As shown in FIG. 3, the three-channel combined graph neural network comprises a first characteristic channel formed by two layers of GCN networks connected in series, a second characteristic channel formed by the other same two layers of GCN networks connected in series, wherein the first characteristic channel is parallel to the second characteristic channel to form a 2X 2 parallel double-channel GCN network, a GATv network with a multi-head graph attention mechanism is introduced to form a third characteristic channel, and the GATv network is connected in series to the parallel double-channel GCN network. The activation functions of the GCN network and GATv network employ a ReLU activation function.

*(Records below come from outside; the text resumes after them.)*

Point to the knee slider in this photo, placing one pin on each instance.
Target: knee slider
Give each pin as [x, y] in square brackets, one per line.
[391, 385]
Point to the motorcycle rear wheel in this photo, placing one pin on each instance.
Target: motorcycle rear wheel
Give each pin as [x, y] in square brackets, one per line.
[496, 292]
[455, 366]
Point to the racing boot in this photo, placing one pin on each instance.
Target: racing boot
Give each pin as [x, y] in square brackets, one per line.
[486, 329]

Specifically, the three-channel combined graph neural network has characteristic aggregation and propagation modes that residue-level mixed characteristic mapping of amino acid sequences is usedAs an initial feature matrix input of the 2 x2 parallel dual-channel GCN network, a sparse amino acid residue contact diagram extracted by an 8 a contact threshold is used as an adjacent matrix input of one feature channel of the parallel network, and a dense amino acid residue contact diagram extracted by a 10a contact threshold is used as an adjacent matrix input of the other feature channel. The output characteristics of the 2 x2 parallel double-channel GCN network are subjected to characteristic fusion to obtain fusion characteristicsTaking the amino acid residue as a third characteristic channel, namely, inputting a characteristic matrix of GATv network, simultaneously taking a sparse amino acid residue contact diagram extracted by using an 8A threshold as an adjacent matrix input of GATv network, wherein the GATv network is a natural matrix of the GATv networkFurther noise filtering and feature extraction are carried out to obtain the output node features of the three-channel combined graph neural network。

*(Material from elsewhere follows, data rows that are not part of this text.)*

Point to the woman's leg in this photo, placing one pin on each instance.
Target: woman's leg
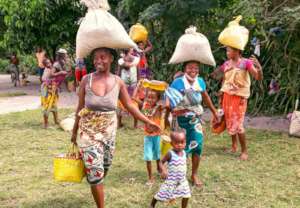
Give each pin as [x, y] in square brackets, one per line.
[244, 152]
[55, 116]
[195, 166]
[45, 121]
[149, 171]
[98, 194]
[153, 203]
[184, 202]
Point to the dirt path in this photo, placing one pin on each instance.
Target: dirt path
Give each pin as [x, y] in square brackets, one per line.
[69, 100]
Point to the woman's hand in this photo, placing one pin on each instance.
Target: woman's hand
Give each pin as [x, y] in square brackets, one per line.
[73, 138]
[164, 173]
[153, 127]
[256, 63]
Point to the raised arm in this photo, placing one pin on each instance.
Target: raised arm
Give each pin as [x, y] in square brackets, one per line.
[209, 103]
[256, 69]
[127, 103]
[80, 106]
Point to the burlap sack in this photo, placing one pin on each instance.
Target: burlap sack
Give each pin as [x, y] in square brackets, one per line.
[138, 33]
[234, 35]
[193, 46]
[100, 29]
[68, 123]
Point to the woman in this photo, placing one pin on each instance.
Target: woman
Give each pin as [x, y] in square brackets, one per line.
[236, 91]
[193, 90]
[49, 91]
[96, 119]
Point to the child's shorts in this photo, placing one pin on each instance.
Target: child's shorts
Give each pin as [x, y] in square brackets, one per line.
[151, 148]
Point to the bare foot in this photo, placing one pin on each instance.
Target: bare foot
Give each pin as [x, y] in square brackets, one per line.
[230, 150]
[243, 156]
[196, 181]
[150, 182]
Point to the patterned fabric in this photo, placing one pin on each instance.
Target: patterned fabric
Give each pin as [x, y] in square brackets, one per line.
[237, 78]
[151, 148]
[97, 132]
[176, 184]
[49, 97]
[194, 133]
[234, 110]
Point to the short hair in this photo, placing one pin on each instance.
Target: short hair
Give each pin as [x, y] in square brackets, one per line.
[110, 50]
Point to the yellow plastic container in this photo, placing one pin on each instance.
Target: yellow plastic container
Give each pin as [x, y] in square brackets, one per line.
[67, 168]
[138, 33]
[165, 145]
[155, 85]
[234, 35]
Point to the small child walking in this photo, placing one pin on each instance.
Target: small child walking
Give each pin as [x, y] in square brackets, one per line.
[176, 184]
[153, 110]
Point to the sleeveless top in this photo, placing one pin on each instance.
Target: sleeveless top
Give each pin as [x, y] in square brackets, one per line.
[108, 102]
[237, 79]
[177, 167]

In step S5, the process of global pooling and aggregation operation is performed on the output node characteristics of the three-channel combined graph neural network is shown in fig. 4;

Output node characteristics for three-channel combined graph neural network And respectively carrying out average pooling and accumulation pooling, and then aggregating two kinds of pooling information to obtain more comprehensive node characteristic information.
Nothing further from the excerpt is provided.